Channel is rewarding work for HDS
Storage vendor hopes to snatch market share from rivals by rolling out incentive schemes to lure partners
While many of its rivals have hit the acquisition trail in pursuit of growth, storage vendor Hitachi Data Systems (HDS) has been investing in partners to wrest market share from its competitors.
Harvey Smith, HDS regional sales director for the UK and Ireland, said: “We want to take market share from our competition and acquire new customers, and the best way to do that is through partners.”
The vendor is rolling out several partner-enablement initiatives, the cornerstone of which is its newly launched rebate programme, which rewards partners for luring in new customers. “This is the first time Hitachi has done that kind of thing,” said Smith.
“We ask partners in which [technology areas] they would like to work with us and give them a rebate every time they sell something from it. Outside that, any new business they close will win them additional rebates,” he added.
The vendor has also worked with its distributors, Avnet and Zycko, to roll out personalised business plans for partners, training programmes and product demonstration facilities.
“Avnet has the full suite of products at its Bracknell office and Zycko has its demonstration centre in Cirencester, which is a big change for us,” said Smith. “The training courses are great for showing partners how to sell our technology, but seeing it in action has helped some of them close deals in key accounts.”

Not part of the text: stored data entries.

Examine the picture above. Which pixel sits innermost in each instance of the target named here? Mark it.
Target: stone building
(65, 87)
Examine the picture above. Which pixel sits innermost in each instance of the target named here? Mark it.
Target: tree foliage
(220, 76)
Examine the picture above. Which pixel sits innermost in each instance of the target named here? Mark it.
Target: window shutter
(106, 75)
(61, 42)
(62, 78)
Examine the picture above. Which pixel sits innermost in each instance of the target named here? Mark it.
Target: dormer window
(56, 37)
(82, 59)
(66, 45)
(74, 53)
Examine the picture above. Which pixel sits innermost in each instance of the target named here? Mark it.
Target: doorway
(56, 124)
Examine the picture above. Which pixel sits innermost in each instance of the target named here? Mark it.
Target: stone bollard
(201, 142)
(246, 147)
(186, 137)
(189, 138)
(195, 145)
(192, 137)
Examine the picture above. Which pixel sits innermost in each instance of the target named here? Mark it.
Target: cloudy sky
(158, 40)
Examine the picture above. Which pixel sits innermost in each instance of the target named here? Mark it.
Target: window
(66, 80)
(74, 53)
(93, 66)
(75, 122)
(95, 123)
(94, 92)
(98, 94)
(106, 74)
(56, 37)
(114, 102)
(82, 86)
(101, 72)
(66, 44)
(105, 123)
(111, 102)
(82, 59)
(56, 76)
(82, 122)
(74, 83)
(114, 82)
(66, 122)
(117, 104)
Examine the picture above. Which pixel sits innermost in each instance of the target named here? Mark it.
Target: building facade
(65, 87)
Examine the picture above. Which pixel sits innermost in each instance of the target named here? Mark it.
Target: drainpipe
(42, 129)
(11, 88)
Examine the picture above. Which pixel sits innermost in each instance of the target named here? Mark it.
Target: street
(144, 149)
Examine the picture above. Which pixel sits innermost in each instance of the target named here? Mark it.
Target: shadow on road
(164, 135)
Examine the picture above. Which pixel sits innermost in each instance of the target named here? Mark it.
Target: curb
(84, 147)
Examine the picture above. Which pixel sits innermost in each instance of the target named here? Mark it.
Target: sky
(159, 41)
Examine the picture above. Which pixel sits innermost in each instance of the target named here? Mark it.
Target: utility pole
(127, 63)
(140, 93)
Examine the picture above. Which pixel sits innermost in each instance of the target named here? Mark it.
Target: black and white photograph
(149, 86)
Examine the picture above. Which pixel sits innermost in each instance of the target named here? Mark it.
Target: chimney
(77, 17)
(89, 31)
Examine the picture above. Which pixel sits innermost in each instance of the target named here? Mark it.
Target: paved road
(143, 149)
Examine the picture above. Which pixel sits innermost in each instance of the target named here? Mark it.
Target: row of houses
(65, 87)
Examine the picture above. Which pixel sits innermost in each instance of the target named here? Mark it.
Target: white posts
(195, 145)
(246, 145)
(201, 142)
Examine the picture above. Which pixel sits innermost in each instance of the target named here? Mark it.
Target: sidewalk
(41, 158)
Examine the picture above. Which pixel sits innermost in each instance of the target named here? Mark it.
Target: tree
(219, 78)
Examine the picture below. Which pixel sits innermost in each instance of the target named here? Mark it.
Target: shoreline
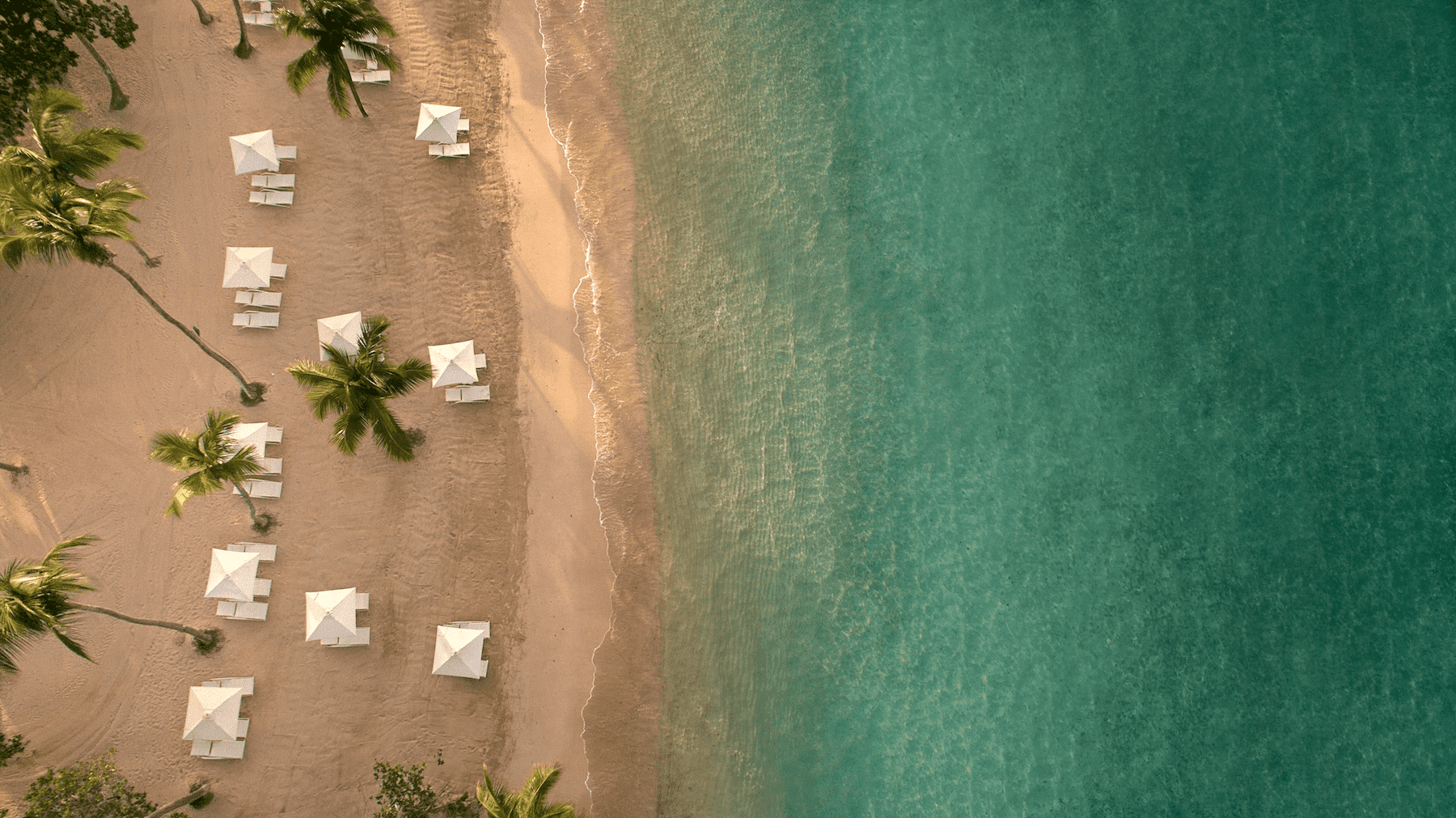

Mike Fearon, divisional leader of HDS and NetApp at Avnet, said the distributor has ploughed a significant amount of investment into supporting the vendor’s growth plans.
“[Avnet] has shown commitment to partners by putting together joint value propositions, training programmes, providing marketing support and boosting investment in pre- and post-sales resources to drive revenue from HDS technologies,” he said.
“The importance of enablement through training and business planning should not be underestimated, as many partners need additional support to create differentiation.”
Since the start of its new financial year in April, HDS has also been laying on free marketing support for some of its partners, added Smith.
“We used to ask partners to contribute 50 per cent of the cost,” he explained. “Now, in cases where we have established that they really do follow up on the leads those campaigns generate, we have offered to run them for nothing.”
Taking the initiative
HDS has also extended its buy-back scheme to its enterprise product lines, which reward end users for swapping their incumbent storage products for HDS kit. Smith explained: “We get the competitors’ products taken off the floor, destroy them, and then give the customer back some money and a certificate of destruction.”
The channel-friendly initiatives are part of a wider plan that HDS hopes will lead to the channel making a bigger contribution to its overall business by the end of the year.
“About 60 per cent of our business is generated by the channel and our European aim is to close the year with that figure at 70 per cent. We will not achieve that if we just tell partners to go out and get us some more customers. We need to show them how and give them incentives to make it worthwhile,” said Smith.
Gurdip Kalley, business development manager at HDS Gold Partner Simplified Storage Solutions, said the vendor’s previous attempts at partner enablement have yielded results for his firm.
“In the past, we have seen a direct correlation between the amount of business we have done and the rollout of new incentives,” said Kalley.
“For example, in our previous financial year, we saw a 600 per cent year-on-year rise in sales of HDS’ mid-range AMS products thanks to its partner-enablement activities.”
David Galton-Fenzi, sales and marketing director at Zycko, said it was good to see HDS rolling out these programmes and taking a more assertive approach with competitors.
“HDS has a reputation for being a mild-mannered, sleeping gentleman in the storage industry,” he said. “Its products are a bit more expensive, which has allowed other vendors to take deals from it, even though their technology is not as good. I think it has learned that if it wants to stop that happening, it needs to get more aggressive with the channel.”
Making it easy
As well as its growth strategy, HDS’ renewed focus on partner enablement also feeds into another of the company’s aims, added Smith, which is to establish itself as its partners’ favourite vendor.
“I want all our partners to say we are the most profitable and easiest vendor they work with,” he said. “We want to be the first vendor they think about when dealing with new customers. We do not want them talking about the competition.”
Kalley said that so long as HDS maintains its hands-on approach with partners, it should have no problem achieving that. “We know everyone who works there and can always get them on the phone,” said Kalley. “As the firm has grown, that has not changed. But with some vendors, as they have got larger through acquisitions or organic growth, they have become more anonymous and difficult to deal with.”